Das ist die Lösung, nach der die Fehlermeldung fragt, und die einzige, die Ihnen eine wirklich trimming-sichere App hinterlässt. Deklarieren Sie einen partiellen Kontext, listen Sie jeden Wurzeltyp auf, den Sie serialisieren, und leiten Sie die Aufrufe darüber.

// .NET 11, C# 14, System.Text.Json 11.0.0
using System.Text.Json;
using System.Text.Json.Serialization;

public record WeatherForecast(DateOnly Date, int TemperatureC, string? Summary);

[JsonSourceGenerationOptions(PropertyNamingPolicy = JsonKnownNamingPolicy.CamelCase)]
[JsonSerializable(typeof(WeatherForecast))]
[JsonSerializable(typeof(List<WeatherForecast>))]
internal partial class AppJsonContext : JsonSerializerContext;

Wählen Sie dann eine der drei unterstützten Aufrufformen:

// .NET 11, C# 14
// 1. Strongly typed, zero options plumbing. Preferred.
string json = JsonSerializer.Serialize(forecast, AppJsonContext.Default.WeatherForecast);
WeatherForecast? back = JsonSerializer.Deserialize(json, AppJsonContext.Default.WeatherForecast);

// 2. Through options, when an API forces you to hand it a JsonSerializerOptions.
var options = new JsonSerializerOptions { TypeInfoResolver = AppJsonContext.Default };
json = JsonSerializer.Serialize(forecast, options);

// 3. Non-generic, when the type is only known at runtime.
json = JsonSerializer.Serialize(forecast, typeof(WeatherForecast), AppJsonContext.Default);

Setzen Sie Ihre Optionen nach Möglichkeit über [JsonSourceGenerationOptions] statt über eine JsonSerializerOptions-Instanz. Die generierte Default-Eigenschaft ist dann zur Kompilierzeit vorkonfiguriert, und Sie können nicht vergessen, die Namensrichtlinie an einer von sechs Aufrufstellen anzuwenden. Collections brauchen einen eigenen [JsonSerializable]-Eintrag (List<WeatherForecast> oben), und als object deklarierte Member brauchen jeden möglichen Laufzeittyp registriert, weil der Generator sonst nichts hat, woran er sich orientieren könnte.
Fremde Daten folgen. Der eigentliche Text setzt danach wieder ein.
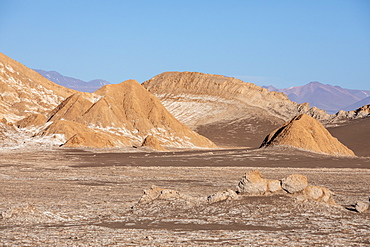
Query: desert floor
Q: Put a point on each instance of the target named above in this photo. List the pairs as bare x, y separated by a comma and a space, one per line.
73, 197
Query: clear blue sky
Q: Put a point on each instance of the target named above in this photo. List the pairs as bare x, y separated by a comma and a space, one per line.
278, 42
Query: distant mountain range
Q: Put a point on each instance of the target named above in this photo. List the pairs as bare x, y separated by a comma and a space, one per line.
327, 97
72, 83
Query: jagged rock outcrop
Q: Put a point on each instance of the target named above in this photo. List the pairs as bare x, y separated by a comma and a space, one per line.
120, 115
295, 185
253, 183
32, 120
361, 206
153, 143
24, 91
306, 133
156, 192
228, 194
361, 112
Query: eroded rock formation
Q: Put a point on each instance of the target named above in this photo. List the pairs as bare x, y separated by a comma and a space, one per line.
307, 133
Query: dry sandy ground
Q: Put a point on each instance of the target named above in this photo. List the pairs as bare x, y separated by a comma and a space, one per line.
85, 198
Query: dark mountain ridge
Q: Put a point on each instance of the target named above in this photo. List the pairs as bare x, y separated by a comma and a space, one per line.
72, 83
327, 97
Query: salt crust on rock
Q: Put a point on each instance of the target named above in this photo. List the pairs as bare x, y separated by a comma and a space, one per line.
294, 183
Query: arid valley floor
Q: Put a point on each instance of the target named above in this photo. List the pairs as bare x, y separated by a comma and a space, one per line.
75, 197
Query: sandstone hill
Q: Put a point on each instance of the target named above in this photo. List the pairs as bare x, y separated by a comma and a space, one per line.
306, 133
23, 91
228, 111
117, 115
231, 112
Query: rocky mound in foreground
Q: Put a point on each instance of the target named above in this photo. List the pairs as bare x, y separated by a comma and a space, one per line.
306, 133
252, 184
117, 115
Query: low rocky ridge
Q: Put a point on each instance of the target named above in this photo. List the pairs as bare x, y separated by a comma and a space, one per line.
118, 115
24, 91
251, 184
197, 98
218, 107
307, 133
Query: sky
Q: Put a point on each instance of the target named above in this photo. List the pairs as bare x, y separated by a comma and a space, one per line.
271, 42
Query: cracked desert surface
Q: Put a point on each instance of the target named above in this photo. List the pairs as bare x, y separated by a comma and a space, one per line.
75, 197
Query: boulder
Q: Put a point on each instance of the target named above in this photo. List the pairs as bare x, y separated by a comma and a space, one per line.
253, 183
156, 192
319, 194
294, 183
222, 196
361, 206
273, 185
153, 143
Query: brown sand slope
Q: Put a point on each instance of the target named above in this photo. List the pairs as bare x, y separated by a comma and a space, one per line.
125, 114
307, 133
355, 134
198, 99
24, 91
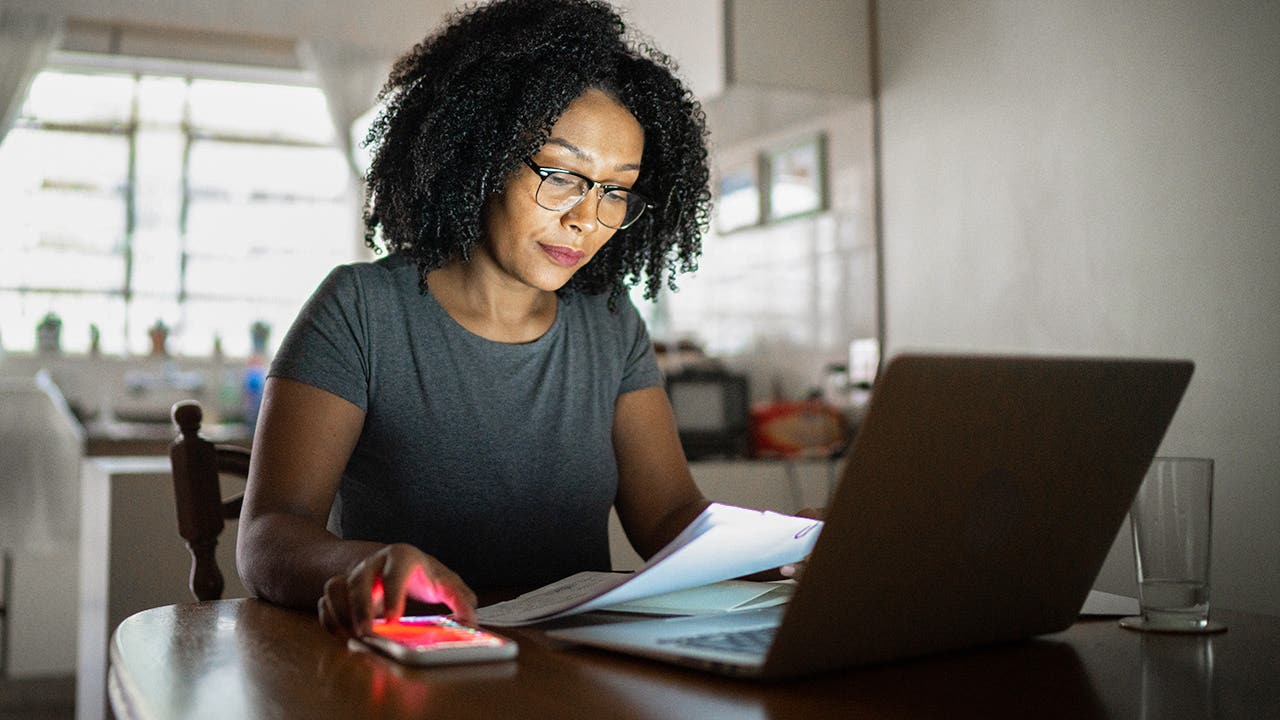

Lösung 2: Den Kontext in ASP.NET Core, HttpClient und Blazor einhängen

Die meisten Apps rufen JsonSerializer nicht direkt auf. Sie übergeben einen Typ an eine Framework-Methode, die den Aufruf für sie erledigt, und dort muss der Resolver einmalig beim Start eingehängt werden.

Für Minimal APIs, einschließlich der Native-AOT-Vorlage mit CreateSlimBuilder:

// .NET 11, ASP.NET Core 11
var builder = WebApplication.CreateSlimBuilder(args);

builder.Services.ConfigureHttpJsonOptions(options =>
{
    options.SerializerOptions.TypeInfoResolverChain.Insert(0, AppJsonContext.Default);
});

Für MVC- und Web-API-Controller:

// .NET 11, ASP.NET Core 11
builder.Services.AddControllers().AddJsonOptions(static options =>
    options.JsonSerializerOptions.TypeInfoResolverChain.Add(AppJsonContext.Default));

Für HttpClient verwenden Sie die Überladungen, die ein JsonTypeInfo<T> entgegennehmen, statt derjenigen, die es ableiten:

// .NET 11, C# 14
var forecast = await client.GetFromJsonAsync("/weather", AppJsonContext.Default.WeatherForecast);
await client.PostAsJsonAsync("/weather", forecast, AppJsonContext.Default.WeatherForecast);

TypeInfoResolverChain ist für sich genommen erwähnenswert: Die Optionen fragen jeden Resolver der Reihe nach ab und nehmen das erste Ergebnis ungleich null. So können Sie mehrere Kontexte aus verschiedenen Projekten mit JsonTypeInfoResolver.Combine(ContextA.Default, ContextB.Default) zusammensetzen oder einen vor den des Frameworks schieben.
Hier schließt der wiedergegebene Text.